Jusqu’en avril, Étienne Daho l’aime pop à la Philharmonie. Une exposition orchestrée par le « jeune homme moderne » éclaire l’imaginaire de la chanson populaire au fil de photos cultes. À l’expo s’ajoute l’écoute, celle d’un nouvel album mélancolique, Blitz. Paris semble plus Daho que jamais. Mais ne l’a-t-il pas toujours été ? Retour en cinq lieux sur son Paname à lui.
Café de Flore
Le clip en noir et blanc de Le Flore dévoile un dandy cool discutant en terrasse avec ses amis vestonnés. Tout en contemplant les toiles d’une belle inconnue. « Paris c’est fun » expire le chanteur qui « traîne sans raison » au Flore pour y lire Antonin Artaud et Arthur Miller. Café-resto de Saint-Germain des Près, le Flore est l’îlot de la culture française. Sont venus s’y attabler écrivains (Huysmans, Barrès), poètes (Apollinaire, Aragon, Desnos), cinéastes (Marcel Carné) et bien évidemment le couple Beauvoir/Sartre. André Breton aimait y divaguer. Lorsque l’on écoute Daho nous vient à l’esprit le titre du bel opus du surréaliste en chef : L’Amour Fou.
Rue des Martyrs
Suivre la rue des Martyrs, c’est investir le quartier de Pigalle. Déambuler au gré des cabarets et des salles de café-concert (dont Le Divan du Monde, où se rendirent jadis Toulouse-Lautrec et Pablo Picasso).
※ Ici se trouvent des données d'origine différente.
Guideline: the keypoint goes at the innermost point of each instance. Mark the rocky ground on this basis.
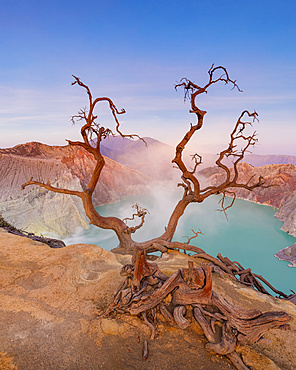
(51, 299)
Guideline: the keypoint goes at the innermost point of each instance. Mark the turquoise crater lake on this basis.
(251, 236)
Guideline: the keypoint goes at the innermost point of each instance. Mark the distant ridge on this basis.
(40, 211)
(257, 160)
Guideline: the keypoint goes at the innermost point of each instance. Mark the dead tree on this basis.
(146, 290)
(92, 135)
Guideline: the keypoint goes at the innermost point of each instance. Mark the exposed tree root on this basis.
(149, 293)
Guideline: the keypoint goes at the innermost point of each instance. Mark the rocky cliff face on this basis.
(281, 196)
(40, 211)
(51, 300)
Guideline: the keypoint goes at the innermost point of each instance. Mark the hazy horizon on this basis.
(134, 52)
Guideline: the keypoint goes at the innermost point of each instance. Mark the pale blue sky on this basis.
(134, 52)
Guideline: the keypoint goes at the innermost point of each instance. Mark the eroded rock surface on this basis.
(288, 254)
(39, 211)
(50, 300)
(281, 196)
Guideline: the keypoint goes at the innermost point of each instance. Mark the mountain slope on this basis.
(38, 210)
(281, 196)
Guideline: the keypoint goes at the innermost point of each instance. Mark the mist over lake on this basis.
(251, 235)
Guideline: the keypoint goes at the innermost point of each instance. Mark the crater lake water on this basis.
(251, 235)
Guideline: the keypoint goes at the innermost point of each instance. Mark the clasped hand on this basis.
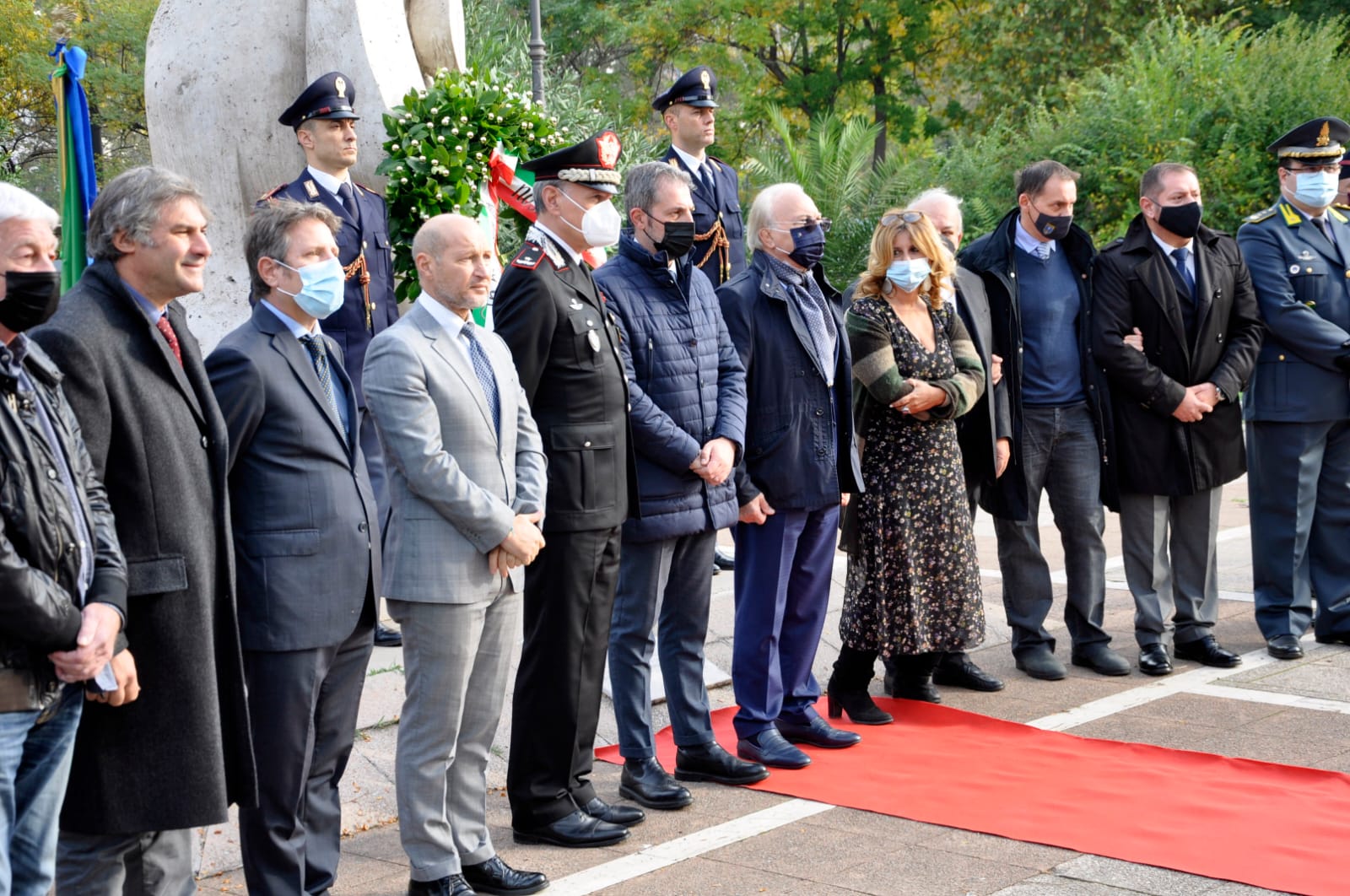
(715, 461)
(520, 547)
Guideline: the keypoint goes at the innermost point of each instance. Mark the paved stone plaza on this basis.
(740, 842)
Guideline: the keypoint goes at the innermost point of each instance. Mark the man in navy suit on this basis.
(307, 545)
(326, 130)
(787, 324)
(1298, 408)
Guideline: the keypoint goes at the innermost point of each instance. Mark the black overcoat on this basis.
(1133, 286)
(181, 753)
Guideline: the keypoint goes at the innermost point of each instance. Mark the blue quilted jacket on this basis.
(686, 386)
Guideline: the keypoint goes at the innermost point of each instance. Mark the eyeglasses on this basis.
(909, 218)
(809, 222)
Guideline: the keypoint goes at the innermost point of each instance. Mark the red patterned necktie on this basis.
(162, 324)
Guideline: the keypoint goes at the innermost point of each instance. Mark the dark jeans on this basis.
(1059, 456)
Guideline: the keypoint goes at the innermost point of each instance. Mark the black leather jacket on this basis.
(40, 551)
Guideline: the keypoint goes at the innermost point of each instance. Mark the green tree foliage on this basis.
(114, 34)
(1208, 94)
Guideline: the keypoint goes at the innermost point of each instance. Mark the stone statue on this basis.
(218, 74)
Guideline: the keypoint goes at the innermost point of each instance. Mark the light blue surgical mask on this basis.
(1316, 189)
(321, 286)
(909, 274)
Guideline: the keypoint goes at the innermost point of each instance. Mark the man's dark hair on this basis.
(1152, 180)
(1033, 178)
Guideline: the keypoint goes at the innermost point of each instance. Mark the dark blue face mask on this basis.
(807, 245)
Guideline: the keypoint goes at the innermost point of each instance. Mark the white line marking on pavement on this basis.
(1293, 700)
(663, 855)
(1164, 687)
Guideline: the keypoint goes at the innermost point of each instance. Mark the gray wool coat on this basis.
(181, 753)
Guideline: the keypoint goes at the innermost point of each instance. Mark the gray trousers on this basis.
(1171, 564)
(667, 583)
(456, 663)
(150, 864)
(1060, 456)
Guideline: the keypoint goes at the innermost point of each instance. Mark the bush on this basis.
(439, 146)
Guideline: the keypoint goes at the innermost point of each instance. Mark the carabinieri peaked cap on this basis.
(697, 87)
(591, 164)
(328, 97)
(1320, 139)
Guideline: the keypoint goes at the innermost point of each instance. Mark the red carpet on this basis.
(1276, 826)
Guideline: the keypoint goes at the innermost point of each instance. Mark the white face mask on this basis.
(600, 223)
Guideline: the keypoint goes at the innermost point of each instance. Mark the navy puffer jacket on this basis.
(686, 387)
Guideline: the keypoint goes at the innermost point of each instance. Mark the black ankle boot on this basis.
(915, 677)
(847, 690)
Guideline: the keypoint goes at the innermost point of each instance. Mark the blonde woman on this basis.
(913, 582)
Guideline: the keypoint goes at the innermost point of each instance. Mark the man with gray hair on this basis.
(688, 409)
(62, 607)
(307, 565)
(787, 324)
(145, 775)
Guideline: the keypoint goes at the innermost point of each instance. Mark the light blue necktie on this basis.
(483, 370)
(1180, 256)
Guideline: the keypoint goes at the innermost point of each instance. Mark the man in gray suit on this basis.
(466, 482)
(303, 511)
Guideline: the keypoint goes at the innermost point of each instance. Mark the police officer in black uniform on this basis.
(324, 126)
(564, 343)
(688, 111)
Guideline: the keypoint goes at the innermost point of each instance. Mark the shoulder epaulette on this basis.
(1262, 215)
(272, 193)
(528, 256)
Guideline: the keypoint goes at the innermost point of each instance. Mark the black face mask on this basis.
(678, 240)
(807, 246)
(1183, 220)
(1053, 227)
(30, 299)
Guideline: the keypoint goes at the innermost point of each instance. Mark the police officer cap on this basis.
(591, 164)
(697, 87)
(328, 97)
(1318, 141)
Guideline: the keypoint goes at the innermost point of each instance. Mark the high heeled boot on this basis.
(847, 690)
(915, 677)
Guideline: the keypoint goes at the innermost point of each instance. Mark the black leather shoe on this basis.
(645, 783)
(494, 876)
(1153, 660)
(1100, 659)
(770, 748)
(577, 830)
(710, 763)
(965, 675)
(817, 733)
(1040, 663)
(452, 886)
(1207, 652)
(621, 815)
(1284, 646)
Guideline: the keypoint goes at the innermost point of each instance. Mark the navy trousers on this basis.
(782, 590)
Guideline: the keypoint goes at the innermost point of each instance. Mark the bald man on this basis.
(466, 483)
Dans sa sulfureuse chanson Des Ir, Étienne Daho vit une « saison en enfer » dans une chambre d’hôtel de cette rue autrefois investie par Maurice Ravel et François Truffaut. À deux pas du village de Montmartre, entre quatre murs moites, l’amoureux se fait martyr le temps d’un corps à corps brûlant où le désir se consume. « Incandescent, indécent, turgescent« .
Rue Durantin
C’est justement à Montmartre, dans la Rue Durantin, que l’on trouve le studio d’enregistrement privé et la maison du chanteur. C’est aussi là que l’on s’enlace à bout de souffle dans « les cordages de la nuit« . La chanson du même nom évoque une romance sanguine qui aurait lieu à quelques enjambées de la basilique du Sacré-Cœur. Dans ce lieu d’où émergent mille images : celles du french cancan, de l’hôtel Mon Amour, de Baisers Volés. Bien qu’il oscille entre Rome et Londres, Étienne Daho compose une Carte du Tendre où escales et sentiments convergent tous vers Paname. Là se love l’amour : il suffit de « traverser Paris en courant, sur la seule magie de l’instant » entend-t-on dans Jack au mois d’avril.
Rue des petits hôtels
Au fil de cette rue située à proximité de la Gare du Nord, notre regard est saisi par la façade bleutée vintage de l’Hôtel du Brabant. Dans Rue des petits hôtels, la voix suave du chanteur fait de l’endroit un songe où « les souvenirs se traînent [et] l’enfance se promène« . Un lieu d’errance où l’on vient tromper la monotonie, faute de pouvoir s’évader. Ode au voyage, la musique de Daho est un appel à quitter la capitale, l’espace d’une escale à Paris Plages, où l’on se dirige après avoir flâné le long des « Bords de Seine », nous raconte-t-il dans sa chanson éponyme. L’endroit idéal pour un flirt estival, car « à Paris Plages, Paris paresseuse, les soirs d’été sont chauds« . Ou bien l’on s’offre un Week-end à Rome – pendant que « Paris est sous la pluie« . « Paris, tu perds… Je pars. Fin » susurre-t-il enfin dans Paris ailleurs. À suivre…
Salle Pleyel
L’édition 2014 du festival Day Off a accueilli en pleine salle Pleyel l’événement Tombés pour la France, instauré par le magazine Magic. Soit la réunion sur scène de ceux et celles qui font la pop française contemporaine. Comme le suggère le nom du concert, référence au hit de 1986 (issu de l’album Pop Satori), tous ont en eux quelque chose de Daho. Ludisme pop évanescent (The Pirouettes, Granville), hybridité transgressive (La Femme), singularité d’extraterrestre (Calypso Valois, fille d’Elli et Jacno), mélancolie froide et glam (Lescop)… Après la Dahomania des années 80, il faut aujourd’hui compter sur une Génération Daho plus vivante que jamais.